Mesmo sem teta, me sentia poderosa porque não fazia nada que eu não queria. O problema de tudo começou com Belinha, a cadela de casa. A vira-lata pequena branca com manchas pretas era a minha segunda alegria, depois da chupeta (a teta, claro, era hors concours). Foi com a cachorrinha fofa que dei meus primeiros sorrisos. Mas foi com ela também que dei meu primeiro choro sentido de verdade, quando, numa brincadeira, ela abocanhou minha chupeta e saiu faceira chupando meu naná. Me senti… nua! Goela me auxiliou, mas minha mãe viu essa ocasião como uma oportunidade para arrumar meus dentes e me disse que não tinha mais chupeta. Meu mundo acabou — sem teta nem chupeta.
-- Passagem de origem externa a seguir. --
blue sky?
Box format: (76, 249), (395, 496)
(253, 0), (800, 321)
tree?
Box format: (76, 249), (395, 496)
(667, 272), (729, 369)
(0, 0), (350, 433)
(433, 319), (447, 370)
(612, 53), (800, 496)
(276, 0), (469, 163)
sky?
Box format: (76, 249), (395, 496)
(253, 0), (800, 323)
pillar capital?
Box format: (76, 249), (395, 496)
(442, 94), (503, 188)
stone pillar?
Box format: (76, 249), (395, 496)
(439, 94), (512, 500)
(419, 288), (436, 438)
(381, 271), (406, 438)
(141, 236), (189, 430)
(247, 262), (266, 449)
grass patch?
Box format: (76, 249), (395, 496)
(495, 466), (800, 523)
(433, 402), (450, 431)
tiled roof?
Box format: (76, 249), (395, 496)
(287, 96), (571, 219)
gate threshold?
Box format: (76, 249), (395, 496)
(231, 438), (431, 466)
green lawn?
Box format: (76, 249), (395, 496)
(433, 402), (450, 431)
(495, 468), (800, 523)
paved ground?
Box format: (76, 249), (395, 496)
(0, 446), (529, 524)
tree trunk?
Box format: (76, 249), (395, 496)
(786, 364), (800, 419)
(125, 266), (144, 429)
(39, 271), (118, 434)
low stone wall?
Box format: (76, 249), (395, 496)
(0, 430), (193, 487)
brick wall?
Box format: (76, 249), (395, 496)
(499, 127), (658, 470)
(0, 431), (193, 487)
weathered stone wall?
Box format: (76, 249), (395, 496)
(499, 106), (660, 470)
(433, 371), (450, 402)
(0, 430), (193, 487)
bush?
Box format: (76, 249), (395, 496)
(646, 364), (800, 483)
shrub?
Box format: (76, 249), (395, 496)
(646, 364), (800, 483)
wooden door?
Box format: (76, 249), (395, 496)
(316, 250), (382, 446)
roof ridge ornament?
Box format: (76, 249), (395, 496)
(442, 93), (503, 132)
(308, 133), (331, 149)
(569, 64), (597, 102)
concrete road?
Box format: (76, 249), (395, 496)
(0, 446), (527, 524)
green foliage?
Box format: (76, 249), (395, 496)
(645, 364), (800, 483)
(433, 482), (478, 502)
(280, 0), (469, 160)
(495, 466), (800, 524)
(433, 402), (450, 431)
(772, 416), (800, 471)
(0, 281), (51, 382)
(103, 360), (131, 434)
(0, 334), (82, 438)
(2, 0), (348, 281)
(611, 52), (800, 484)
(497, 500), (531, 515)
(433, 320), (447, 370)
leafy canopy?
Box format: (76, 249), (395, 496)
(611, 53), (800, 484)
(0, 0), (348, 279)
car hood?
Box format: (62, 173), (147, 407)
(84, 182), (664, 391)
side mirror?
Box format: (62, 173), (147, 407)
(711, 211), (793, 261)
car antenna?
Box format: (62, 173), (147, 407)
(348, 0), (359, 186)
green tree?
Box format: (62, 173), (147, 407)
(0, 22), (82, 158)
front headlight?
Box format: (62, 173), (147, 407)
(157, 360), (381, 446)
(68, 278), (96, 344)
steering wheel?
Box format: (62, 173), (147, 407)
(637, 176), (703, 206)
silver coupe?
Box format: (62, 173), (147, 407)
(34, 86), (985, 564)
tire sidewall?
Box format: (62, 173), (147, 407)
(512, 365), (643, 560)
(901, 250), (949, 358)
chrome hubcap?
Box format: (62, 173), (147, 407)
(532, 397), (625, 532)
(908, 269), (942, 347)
Não queria mamadeira e não aceitava cenoura, maçã nem alface. O resto do corpo foi enfraquecendo e então vieram os primeiros sintomas. Numa noite, estava repousando entreaberta quando, do nada, a língua me empurrou e tive de me abrir para vomitar o pouco de arroz e feijão que tinha comido antes de dormir. Eu juro: só queria sentir o gosto do leite materno de novo. Em vez disso, estava sendo forçada pela minha mãe a engolir o que não queria e pelos outros órgãos do corpo a vomitar o que eles não queriam.

Comecei a ser chamada de boca mole, boca maldita, boca sei lá o quê. E não era da boca para fora não. De um lado, a colher com banana amassada se esfregava nos lábios fechados, que às vezes não suportavam a pressão e se abriam, ingerindo aquela gosma. Do outro, laringe, esôfago e estômago reclamando da maçaroca de banana e devolvendo tudo em jatos cada mais fortes. A essa altura, já nem me lembrava mais da última vez que sorri.

Com o tempo, os ácidos estomacais começaram a corroer os dentes de leite, que, mesmo impermanentes, já tinham se habituado com toda a flora bucal. Como também mal conseguia falar, apenas balbuciava “mãe” e “eti”, passei a frequentar vários médicos, que sempre me abordavam com aquelas luvas horripilantes de plástico e me enfiavam uns palitos de madeira que me davam muito enjoo. Cheguei até a vomitar em um dos consultórios. Até que um dia veio o diagnóstico improvável para um menino de quatro anos do interior, que nem tinha televisão em casa: anorexia.

Fui internado às pressas. Quando vi a enfermeira manipulando tubos, acreditei por um segundo que retomaria minha essência e que ela me alimentaria com leite materno, mas ela os conectou com o nariz, por onde passava soro. Não tive nem palavras para expressar minhas condolências ao meu vizinho. Algumas feridas começaram a aparecer nos lábios e dentro de mim também. Doíam muito e nem os gritos e choros resolviam, já que minha mãe não estava por perto.

Acredito que depois de um tempo o soro começou a dar algum resultado e foi autorizada nossa entrada na aula de artes, dentro do hospital. A professora explicou sobre os grandes pintores, citando nomes estrangeiros e imagens desconhecidas. A atividade do dia era escolher uma das pinturas e desenhar no papel. Meu amigo cérebro e minha estimada amiga mão direita passaram horas elaborando o que fariam. Quando o trabalho ficou pronto, me vi no desenho que imitava o autorretrato de Van Gogh. O rosto redondo tinha como destaque a sonda que ligava o nariz ao soro e abaixo eu estava curvada para cima. Boquinha de canoa, pensei. Nesse dia, eu voltei a sorrir.